New research from the University of Georgia has shown, for the first time, that compounds used to fight fungal diseases in plants are causing resistance to antifungal medications used to treat people.

The study focused on Aspergillus fumigatus, the fungus that causes aspergillosis, a disease that causes life-threatening infections in 300,000 people globally each year. Published in G3: Genes, Genomes, Genetics, the study linked agricultural use of azoles—compounds used to fight fungal diseases in plants—to diminished effectiveness of the clinical azoles used to treat fungal infections in patients.

Fungi can be a menace for both people and plants, causing over 1.5 million human deaths annually and crop losses of 20%.

It’s not unusual to find A. fumigatus in the environment. It’s airborne, and it’s everywhere. Most people breathe it in without problem, but it can cause serious infections in people who have weakened immune systems.

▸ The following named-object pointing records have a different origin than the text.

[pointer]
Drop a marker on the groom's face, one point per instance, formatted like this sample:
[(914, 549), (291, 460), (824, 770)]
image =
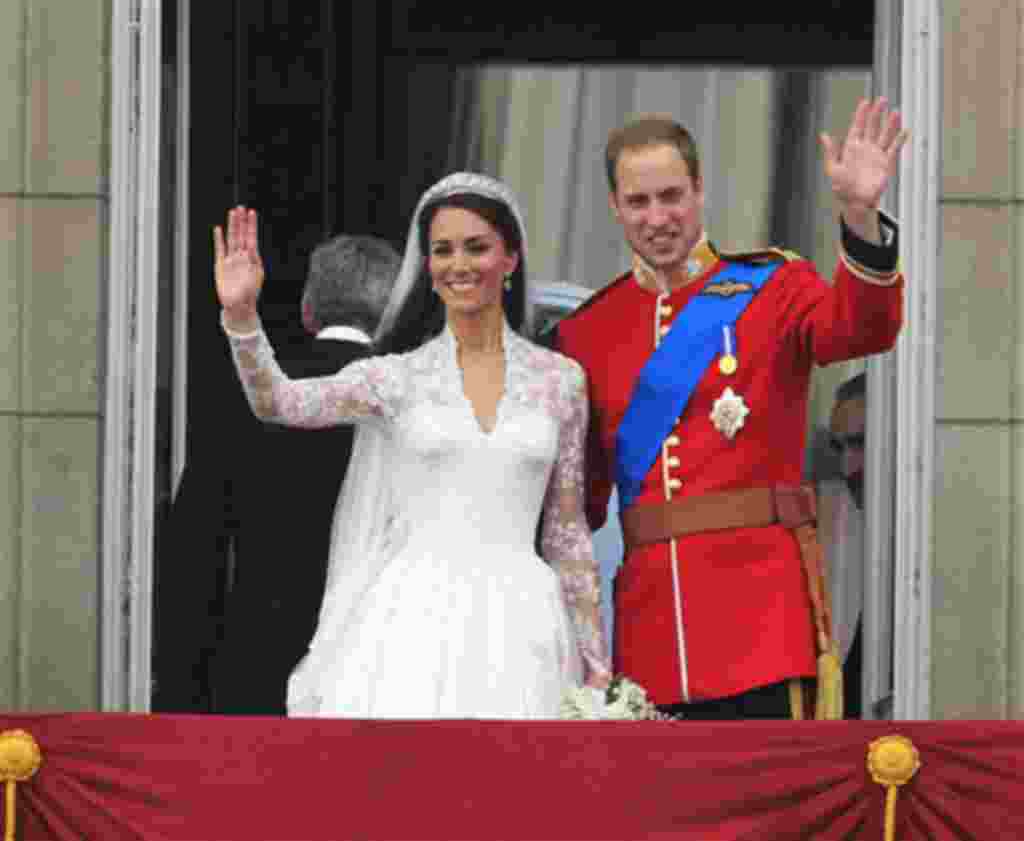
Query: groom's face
[(658, 204)]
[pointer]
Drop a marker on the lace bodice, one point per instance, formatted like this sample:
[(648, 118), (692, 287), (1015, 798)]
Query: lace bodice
[(455, 482)]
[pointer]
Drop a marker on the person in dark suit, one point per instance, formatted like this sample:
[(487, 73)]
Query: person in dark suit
[(244, 561)]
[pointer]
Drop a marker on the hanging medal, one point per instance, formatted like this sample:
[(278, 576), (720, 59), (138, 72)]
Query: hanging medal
[(729, 411), (727, 363)]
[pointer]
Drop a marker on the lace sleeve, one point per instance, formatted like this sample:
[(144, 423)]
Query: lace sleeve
[(565, 539), (361, 390)]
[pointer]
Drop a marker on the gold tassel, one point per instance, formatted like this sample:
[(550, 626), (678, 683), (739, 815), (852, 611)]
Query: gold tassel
[(892, 761), (828, 703), (19, 759)]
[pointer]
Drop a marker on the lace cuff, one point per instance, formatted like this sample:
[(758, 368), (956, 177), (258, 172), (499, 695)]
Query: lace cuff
[(565, 541), (363, 390)]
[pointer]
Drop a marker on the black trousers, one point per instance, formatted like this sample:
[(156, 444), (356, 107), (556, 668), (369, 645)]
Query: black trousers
[(762, 702), (773, 701)]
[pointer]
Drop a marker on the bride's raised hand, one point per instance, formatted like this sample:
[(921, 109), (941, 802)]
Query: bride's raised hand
[(238, 267)]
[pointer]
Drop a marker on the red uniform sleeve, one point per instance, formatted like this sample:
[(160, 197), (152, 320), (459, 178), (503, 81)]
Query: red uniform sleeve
[(852, 318)]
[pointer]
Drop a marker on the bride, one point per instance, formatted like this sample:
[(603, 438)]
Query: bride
[(436, 604)]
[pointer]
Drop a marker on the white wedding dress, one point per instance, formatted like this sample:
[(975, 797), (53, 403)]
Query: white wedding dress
[(454, 615)]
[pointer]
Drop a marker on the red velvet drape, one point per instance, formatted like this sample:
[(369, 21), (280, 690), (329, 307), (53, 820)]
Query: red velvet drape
[(115, 776)]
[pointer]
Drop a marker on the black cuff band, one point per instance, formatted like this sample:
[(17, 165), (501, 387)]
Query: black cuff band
[(881, 258)]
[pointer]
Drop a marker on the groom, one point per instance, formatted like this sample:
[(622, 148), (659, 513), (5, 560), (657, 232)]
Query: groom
[(698, 418)]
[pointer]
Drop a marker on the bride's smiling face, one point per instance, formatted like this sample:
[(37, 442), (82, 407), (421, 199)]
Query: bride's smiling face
[(468, 260)]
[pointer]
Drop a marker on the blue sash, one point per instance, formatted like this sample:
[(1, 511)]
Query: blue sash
[(668, 379)]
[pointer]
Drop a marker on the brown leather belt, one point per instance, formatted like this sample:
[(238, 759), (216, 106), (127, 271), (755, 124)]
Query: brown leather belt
[(747, 507), (791, 506)]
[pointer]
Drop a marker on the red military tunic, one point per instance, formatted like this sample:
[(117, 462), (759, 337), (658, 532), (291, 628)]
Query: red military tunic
[(715, 614)]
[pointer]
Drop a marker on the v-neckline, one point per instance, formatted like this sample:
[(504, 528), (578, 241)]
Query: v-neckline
[(460, 381)]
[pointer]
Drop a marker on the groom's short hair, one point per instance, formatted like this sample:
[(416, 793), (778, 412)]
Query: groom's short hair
[(650, 130)]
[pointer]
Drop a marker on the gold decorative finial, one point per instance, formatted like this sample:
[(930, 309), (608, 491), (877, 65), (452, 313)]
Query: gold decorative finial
[(892, 761), (19, 759)]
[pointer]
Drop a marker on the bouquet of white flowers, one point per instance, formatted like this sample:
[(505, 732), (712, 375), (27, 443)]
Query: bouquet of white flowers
[(623, 701)]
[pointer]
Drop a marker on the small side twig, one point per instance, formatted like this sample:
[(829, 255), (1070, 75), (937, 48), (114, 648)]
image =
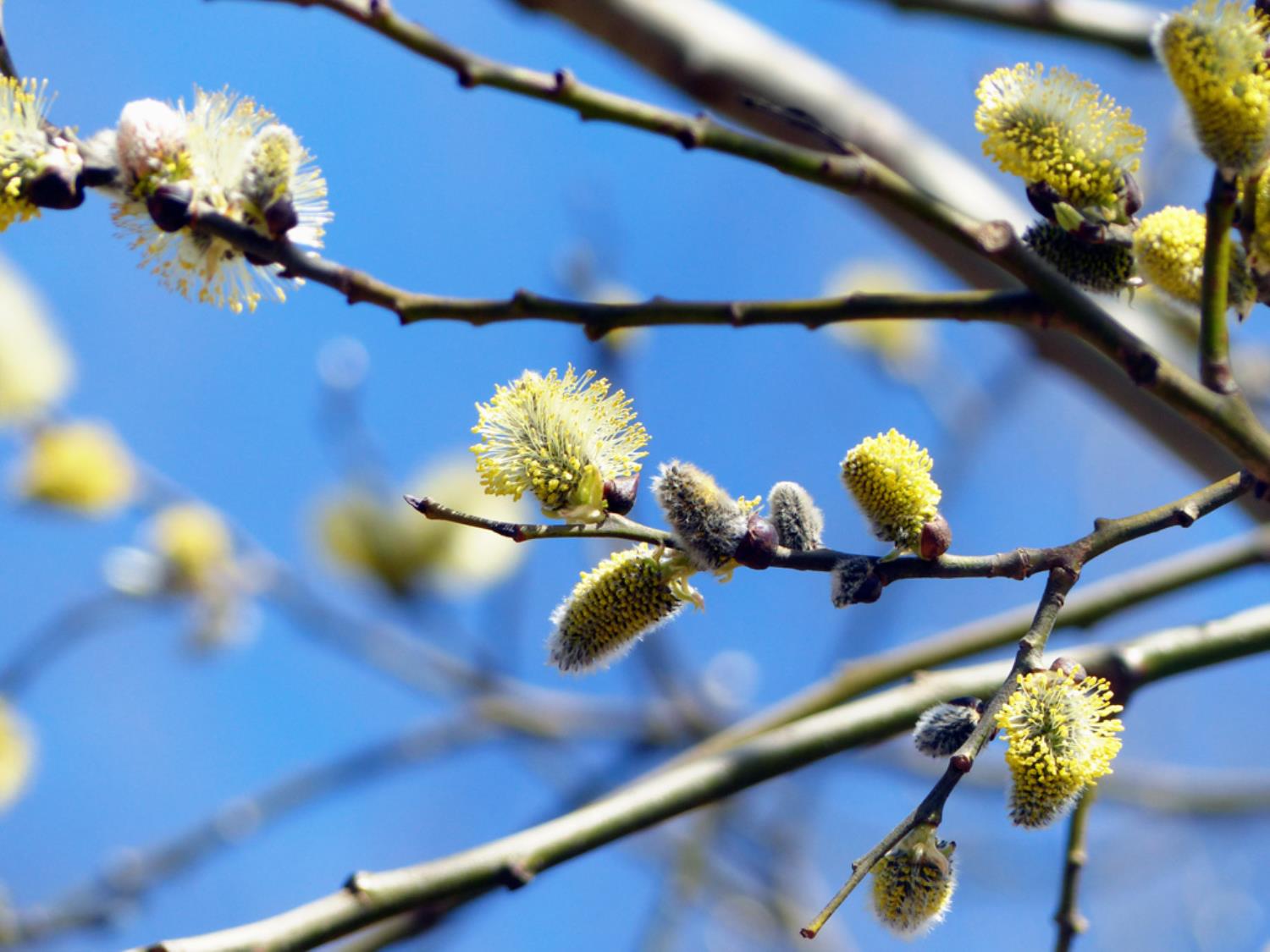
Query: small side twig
[(1071, 922)]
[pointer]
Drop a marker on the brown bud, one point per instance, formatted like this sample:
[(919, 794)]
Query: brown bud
[(53, 188), (620, 494), (281, 216), (757, 548), (936, 538), (169, 206)]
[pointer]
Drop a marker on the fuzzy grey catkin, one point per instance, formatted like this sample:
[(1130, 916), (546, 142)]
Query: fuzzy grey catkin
[(799, 522)]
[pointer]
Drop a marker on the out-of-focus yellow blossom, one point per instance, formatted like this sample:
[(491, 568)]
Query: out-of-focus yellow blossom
[(17, 754), (385, 540), (36, 370), (912, 885), (1168, 246), (559, 438), (228, 152), (1058, 129), (1214, 53), (80, 466), (889, 476), (195, 545), (1062, 739), (615, 604)]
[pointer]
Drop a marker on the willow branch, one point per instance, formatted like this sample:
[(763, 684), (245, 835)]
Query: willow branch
[(1015, 564), (931, 809), (1214, 344), (1119, 25), (1231, 423), (97, 903), (513, 861), (1068, 916), (1086, 607)]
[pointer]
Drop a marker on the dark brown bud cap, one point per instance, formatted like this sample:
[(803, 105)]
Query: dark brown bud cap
[(53, 190), (281, 217), (936, 538), (620, 494), (169, 206), (757, 548)]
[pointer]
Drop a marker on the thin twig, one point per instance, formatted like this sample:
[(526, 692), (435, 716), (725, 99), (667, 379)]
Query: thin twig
[(1227, 419), (931, 809), (1068, 916), (513, 861), (1086, 607), (1214, 344), (1013, 564)]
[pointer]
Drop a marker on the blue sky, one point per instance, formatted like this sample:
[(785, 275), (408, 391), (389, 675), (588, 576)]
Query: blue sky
[(480, 193)]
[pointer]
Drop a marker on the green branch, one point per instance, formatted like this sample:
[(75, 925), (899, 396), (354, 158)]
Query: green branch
[(1214, 345), (513, 861), (1229, 423), (1068, 916)]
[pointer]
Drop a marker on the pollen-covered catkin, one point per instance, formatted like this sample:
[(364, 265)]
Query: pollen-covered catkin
[(912, 885), (615, 604), (1062, 739), (1214, 55), (559, 438)]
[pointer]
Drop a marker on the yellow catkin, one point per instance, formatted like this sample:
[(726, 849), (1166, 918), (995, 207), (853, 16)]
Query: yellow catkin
[(912, 885), (1062, 739), (1213, 53), (889, 476)]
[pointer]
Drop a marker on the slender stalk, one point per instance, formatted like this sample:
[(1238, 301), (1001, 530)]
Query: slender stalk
[(513, 861), (1086, 607), (1015, 564), (1068, 916), (1214, 344), (1229, 423)]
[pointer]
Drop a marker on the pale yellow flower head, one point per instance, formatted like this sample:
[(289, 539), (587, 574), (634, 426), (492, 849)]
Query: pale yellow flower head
[(1213, 52), (1062, 739), (889, 476), (17, 754), (1168, 246), (195, 543), (27, 149), (559, 438), (226, 152), (912, 885), (615, 604), (78, 466), (1058, 129), (36, 368)]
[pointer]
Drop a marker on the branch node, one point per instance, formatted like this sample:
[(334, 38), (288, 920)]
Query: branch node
[(995, 236), (1143, 367), (516, 873), (566, 81)]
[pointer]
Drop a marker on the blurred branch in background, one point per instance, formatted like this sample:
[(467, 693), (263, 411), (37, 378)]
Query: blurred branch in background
[(1119, 25), (513, 861)]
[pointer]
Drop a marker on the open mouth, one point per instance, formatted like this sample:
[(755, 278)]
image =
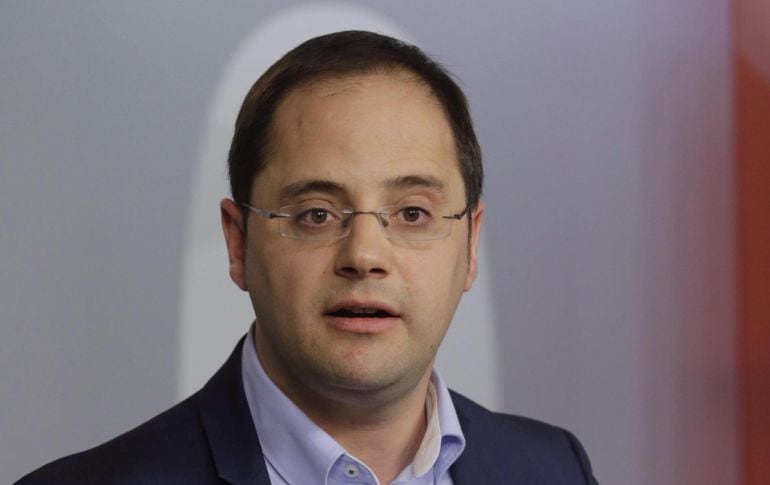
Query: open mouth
[(360, 313)]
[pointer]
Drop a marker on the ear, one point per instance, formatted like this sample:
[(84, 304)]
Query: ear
[(477, 215), (232, 226)]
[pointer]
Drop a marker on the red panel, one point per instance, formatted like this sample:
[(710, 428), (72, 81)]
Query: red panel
[(752, 125)]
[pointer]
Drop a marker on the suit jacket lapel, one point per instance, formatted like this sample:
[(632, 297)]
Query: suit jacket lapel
[(227, 422), (469, 467)]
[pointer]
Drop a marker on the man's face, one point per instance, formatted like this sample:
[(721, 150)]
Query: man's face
[(362, 142)]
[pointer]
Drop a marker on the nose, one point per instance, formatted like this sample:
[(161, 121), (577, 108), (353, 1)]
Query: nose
[(365, 252)]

When they’re infected by a strain of the fungus that’s resistant to agricultural azole fungicide, the clinical azole drugs used in health care are also ineffective.

“Azole-resistant A. fumigatus is widespread in agricultural environments and especially things like compost,” said Michelle Momany, a corresponding author of the study and a professor of fungal biology in the Department of Plant Biology in the Franklin College of Arts and Sciences. “Someone who is immunocompromised and at risk for fungal infections should be very cautious in those settings.”